Quick question. Could you use Scrapy to specific individual pages from thousands...

sheraz · on Jan 20, 2016

Yes, if you use subclass CrawlSpider, then you will be able to set rules on your crawls [1]

[1] -http://scrapy.readthedocs.org/en/latest/topics/spiders.html?...

djm_ · on Jan 20, 2016

Yes. Each spider in Scrapy has a "start_urls" parameter/method, so you'd just need to fill that up with all your domains and make sure the spider has freedom to crawl across domains.
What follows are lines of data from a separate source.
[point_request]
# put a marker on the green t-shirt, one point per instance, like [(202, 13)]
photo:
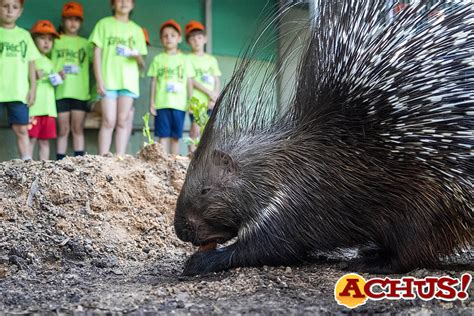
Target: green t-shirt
[(119, 72), (172, 73), (16, 50), (45, 103), (73, 54), (206, 69)]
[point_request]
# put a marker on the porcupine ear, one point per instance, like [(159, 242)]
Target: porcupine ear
[(224, 160)]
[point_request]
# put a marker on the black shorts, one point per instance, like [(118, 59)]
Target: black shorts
[(67, 105)]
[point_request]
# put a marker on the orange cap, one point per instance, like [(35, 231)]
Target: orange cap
[(171, 23), (193, 26), (44, 27), (73, 9), (147, 36)]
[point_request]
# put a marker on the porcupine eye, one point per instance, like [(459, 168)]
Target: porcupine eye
[(205, 190)]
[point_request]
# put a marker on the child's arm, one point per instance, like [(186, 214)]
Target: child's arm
[(189, 87), (140, 61), (217, 85), (98, 70), (203, 89), (31, 97), (153, 96)]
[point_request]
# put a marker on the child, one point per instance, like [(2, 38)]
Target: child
[(171, 87), (132, 110), (17, 72), (43, 113), (119, 46), (207, 81), (72, 55)]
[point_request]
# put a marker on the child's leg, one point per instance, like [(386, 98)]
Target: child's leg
[(109, 119), (63, 133), (77, 124), (22, 141), (165, 143), (43, 149), (130, 124), (122, 132), (31, 146), (193, 134), (174, 146)]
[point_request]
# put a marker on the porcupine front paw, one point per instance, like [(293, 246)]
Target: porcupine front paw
[(204, 262)]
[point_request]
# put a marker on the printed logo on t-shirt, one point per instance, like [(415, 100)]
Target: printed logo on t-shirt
[(113, 40), (177, 72), (71, 55), (13, 49)]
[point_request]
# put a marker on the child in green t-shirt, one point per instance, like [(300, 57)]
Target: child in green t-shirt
[(171, 87), (207, 80), (17, 72), (119, 46), (43, 112), (72, 56)]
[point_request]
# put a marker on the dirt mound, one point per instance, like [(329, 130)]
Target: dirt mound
[(94, 235), (103, 210)]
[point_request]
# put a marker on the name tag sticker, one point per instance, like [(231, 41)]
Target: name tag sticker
[(208, 79), (55, 79), (71, 69), (174, 87)]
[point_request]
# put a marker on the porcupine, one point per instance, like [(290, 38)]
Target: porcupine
[(374, 150)]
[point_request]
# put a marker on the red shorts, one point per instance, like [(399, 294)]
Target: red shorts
[(42, 127)]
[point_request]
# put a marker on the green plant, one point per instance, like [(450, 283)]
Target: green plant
[(199, 110), (146, 130)]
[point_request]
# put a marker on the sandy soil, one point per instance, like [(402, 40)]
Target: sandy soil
[(95, 234)]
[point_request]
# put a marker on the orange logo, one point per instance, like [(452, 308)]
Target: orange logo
[(349, 291), (352, 290)]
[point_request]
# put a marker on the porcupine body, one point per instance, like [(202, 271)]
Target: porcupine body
[(374, 150)]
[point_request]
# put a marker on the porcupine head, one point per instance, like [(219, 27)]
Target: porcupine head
[(373, 148)]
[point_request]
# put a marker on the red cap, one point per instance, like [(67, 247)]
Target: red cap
[(73, 9), (112, 2), (171, 23), (147, 36), (193, 26), (44, 27)]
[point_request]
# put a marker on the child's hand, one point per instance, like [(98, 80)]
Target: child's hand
[(101, 88), (211, 105), (153, 109), (213, 95), (39, 74), (31, 97)]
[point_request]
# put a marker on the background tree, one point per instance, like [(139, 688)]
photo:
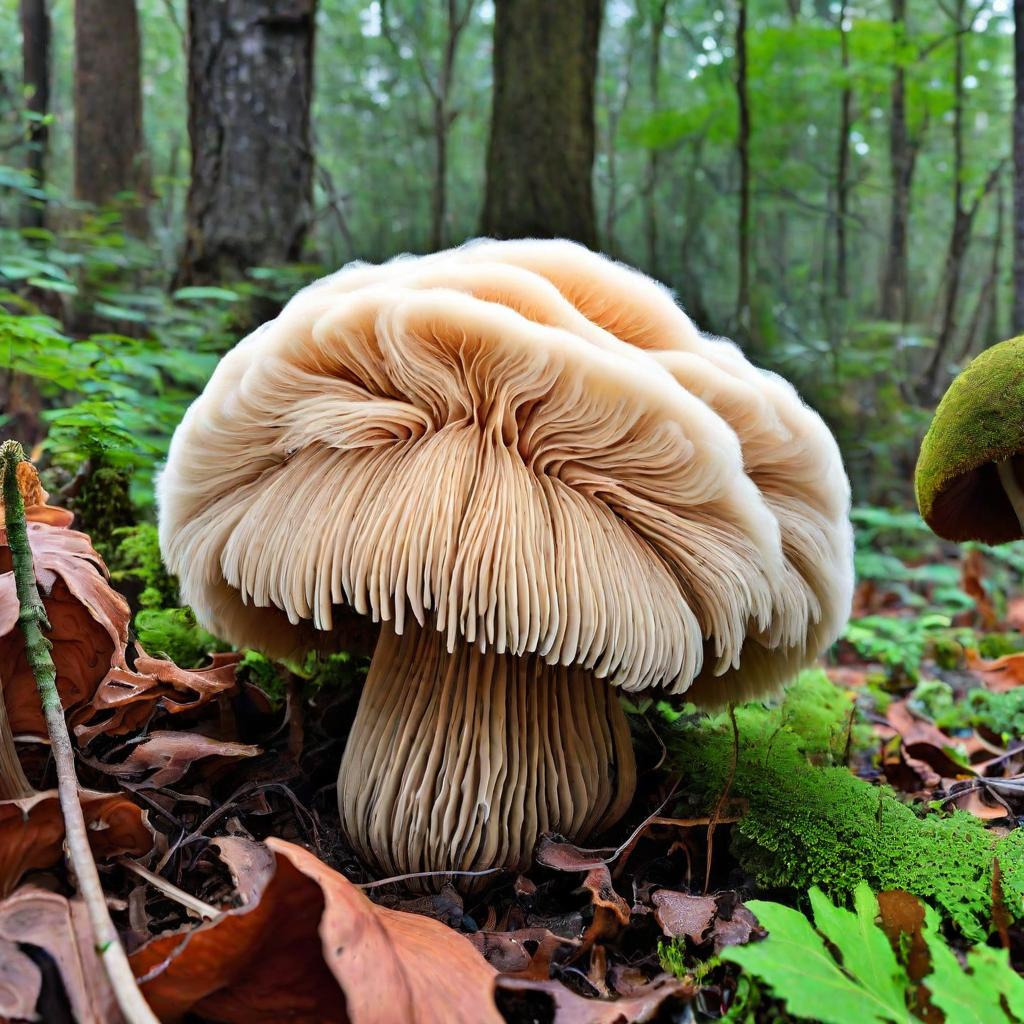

Each URL would be accessed, you'd do whatever you want to do and when the spider has visited them all, it would quit.

ddebernardy · on Jan 20, 2016

> would you be better off using a search engine crawler like Nutch for this?

Fwiw we recently met a client who tried Scrapy + Frontera vs Nutch, and their assessment was that Scrapy + Frontera is twice as fast. Here's a deck on Frontera FYI:

http://www.slideshare.net/scrapinghub/frontera-open-source-l...

Aside: don't hesitate to get in touch with our sales team if you need help. We're experienced in this type of project.

stummjr · on Jan 20, 2016

Scrapy can do the job, for sure. We use it to crawl more than 2 billion pages a month. :)